While the group said the liquid was made of carbon and would not harm the fountain, Rome's mayor said that regardless, the city would have to dispose of and replace 300,000 liters of water circulating in the Trevi Fountain.
The group also threw paint on Milan's famous La Scala opera house, food on the glass protecting famous paintings, and sprayed the Italian Senate with orange paint.
Its members also blocked traffic, angering motorists.
Many videos showed activists sitting in the middle of busy roads, causing long traffic jams during peak hours in the morning and afternoon.
This has invariably resulted in members of the public taking matters into their own hands, ripping signs from activists' hands and dragging them off the road.
In October, angry motorists kicked and dragged climate protesters who were blocking traffic in Milan.
About 20 “Ultima Generazione” activists – meaning the last generation – blocked the road, angering many drivers who remained stuck in the resulting traffic.
The footage showed a number of activists sitting on a crossing point above the multi-lane road at a busy intersection, causing chaos for drivers during rush hour by linking hands and raising an orange climate emergency sign.
Several drivers, angry at protesters blocking their way, got out of cars and huddled together to run them off the road in shocking scenes captured on video.
Other groups of climate activists have also been active in Italy.
In December, demonstrators from Extinction Rebellion used dye to turn Venice's famous Grand Canal green, to protest what they said at the time was the lack of progress at the COP28 climate summit in Dubai.

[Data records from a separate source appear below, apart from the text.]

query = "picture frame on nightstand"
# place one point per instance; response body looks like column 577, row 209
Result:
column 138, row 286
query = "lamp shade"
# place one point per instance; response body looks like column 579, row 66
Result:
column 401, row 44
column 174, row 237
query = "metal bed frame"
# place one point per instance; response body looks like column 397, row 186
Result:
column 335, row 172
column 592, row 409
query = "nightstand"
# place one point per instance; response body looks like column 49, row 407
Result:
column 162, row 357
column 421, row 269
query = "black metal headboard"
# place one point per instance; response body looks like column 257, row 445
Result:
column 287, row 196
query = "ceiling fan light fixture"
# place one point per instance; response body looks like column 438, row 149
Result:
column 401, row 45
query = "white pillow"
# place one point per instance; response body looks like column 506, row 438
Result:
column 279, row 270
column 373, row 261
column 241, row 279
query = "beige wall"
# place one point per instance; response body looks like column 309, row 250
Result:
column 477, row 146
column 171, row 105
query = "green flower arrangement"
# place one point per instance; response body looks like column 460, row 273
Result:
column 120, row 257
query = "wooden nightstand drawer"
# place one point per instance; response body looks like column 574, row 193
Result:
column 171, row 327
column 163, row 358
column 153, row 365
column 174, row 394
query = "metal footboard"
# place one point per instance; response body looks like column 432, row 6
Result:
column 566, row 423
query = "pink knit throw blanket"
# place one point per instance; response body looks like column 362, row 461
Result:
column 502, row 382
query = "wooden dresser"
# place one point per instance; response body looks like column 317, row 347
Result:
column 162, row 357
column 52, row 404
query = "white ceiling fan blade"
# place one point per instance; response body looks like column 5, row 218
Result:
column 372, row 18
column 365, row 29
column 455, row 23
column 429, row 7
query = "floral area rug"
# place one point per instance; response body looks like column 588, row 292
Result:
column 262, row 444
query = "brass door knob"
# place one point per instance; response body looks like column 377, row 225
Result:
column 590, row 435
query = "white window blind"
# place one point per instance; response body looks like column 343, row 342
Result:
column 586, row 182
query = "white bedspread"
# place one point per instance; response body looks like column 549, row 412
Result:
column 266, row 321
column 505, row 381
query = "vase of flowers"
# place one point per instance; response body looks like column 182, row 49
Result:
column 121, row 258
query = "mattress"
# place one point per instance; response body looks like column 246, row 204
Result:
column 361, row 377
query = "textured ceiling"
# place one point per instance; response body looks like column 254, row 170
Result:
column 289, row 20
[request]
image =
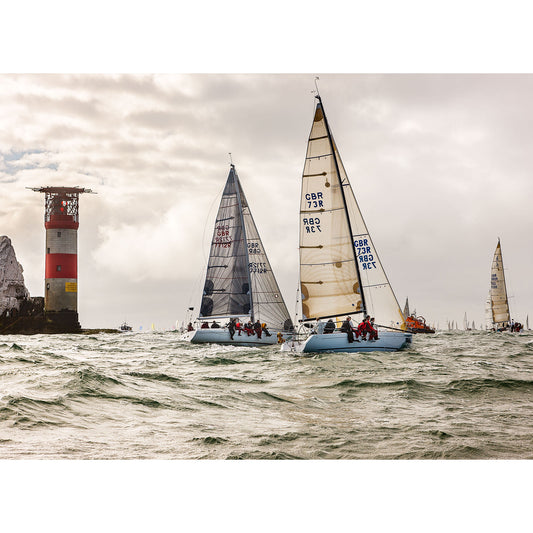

The group's activists were seen dangling from the Rialto Bridge over the canal with the help of hard hats and climbing ropes, while holding up a banner that read: “COP28: While the government speaks, we are hanging by a thread.”
And in 2022, Italian environmental fanatics got their hands on Botticelli's masterpiece Primavera at the Uffizi Gallery in Florence.
In the same year, 11 activists threw flour on a car painted by Andy Warhol that was on display at the Fabbrica del Vapor Art Center in Milan.